Welcome to the Front Page, the digital cover of the Wayne Press.  Here we will share with you things that can't be captured in our newsletter--videos, music, color photographs--as well as articles that reflect on faith and life.  

 

Finally Comes the Poet

One of the works that has been deeply influential to my faith and to the practice of that faith as a preacher is Walter Brueggemann's Finally Comes the Poet. In it he writes:

"To address the issue of a truth greatly reduced requires us to be poets that speak against a prose world.  The terms of that phrase are readily misunderstood. By prose I refer to a world that is organized in settled formulae, so that even pastoral prayers and love letters sound like memos. By poetry, I do not mean rhyme, rhythm, or meter, but language that moves like Bob Gibson's fastball, that jumps at the right moment, that breaks open old worlds with surprise, abrasion, and pace.  Poetic speech is the only proclamation worth doing in a situation of reductionism, the only proclamation, I submit, that is worthy of the name preaching. Such preaching is not moral instruction or problem solving or doctrinal clarification.  It is not good advice, nor is it romantic caressing, nor is it a soothing good humor. 

"It is, rather, the ready, steady, surprising proposal that the real world in which God invites us to live is not the one made available by the rulers of this age..."

In the latest volume of Texas Monthly, Tom Bartlett profiles Christian Wiman, editor of Poetry magazine, who is leaving his post to take one at Yale Divinity school.  In the article, we snatch a glace at Christian's faith history, one which is honest and conflicted, and which offers poetic proclamation. One of his observations: “I think people often make the mistake of believing that people turn to God because they’re scared. And I don’t know that that’s quite it. I think they turn to God because the noise of life has been turned off, and suddenly you can hear.”

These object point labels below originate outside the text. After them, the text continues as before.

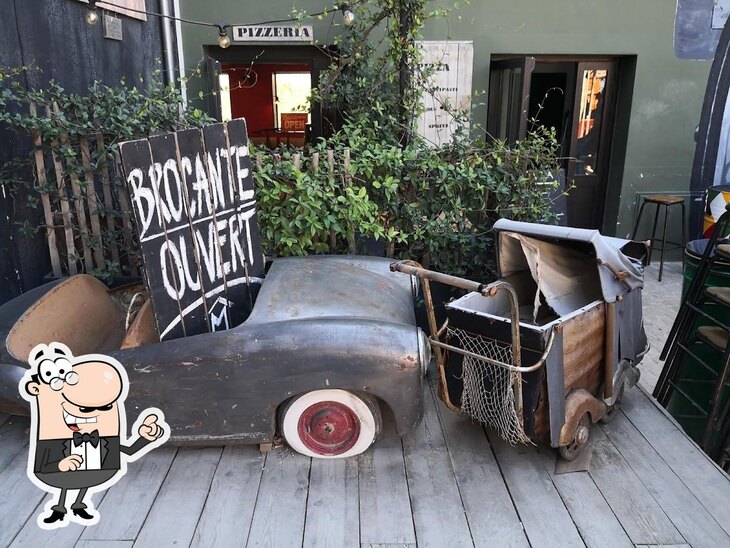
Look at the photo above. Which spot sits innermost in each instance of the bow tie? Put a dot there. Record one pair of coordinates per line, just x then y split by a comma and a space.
92, 438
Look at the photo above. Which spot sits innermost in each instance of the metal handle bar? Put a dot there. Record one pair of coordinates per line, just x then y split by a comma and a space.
507, 366
488, 290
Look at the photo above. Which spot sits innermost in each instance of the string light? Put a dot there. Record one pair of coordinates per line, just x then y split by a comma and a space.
347, 15
91, 17
223, 40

One of my hopes for Wayne Presbyterian is it will be a home for all who are less intrigued by the noise of the prose world and more fascinated by the poetry that frames a life-giving gospel.  To embrace that identity, it means allowing ourselves to be comfortable with not knowing all the answers but  at the same time not allowing ourselves to be so comfortable that we stop seeking them. 

The article in Texas Monthly can be found here. I hope it moves for you like it did for me--with all the surprise of a Bob Gibson fastball.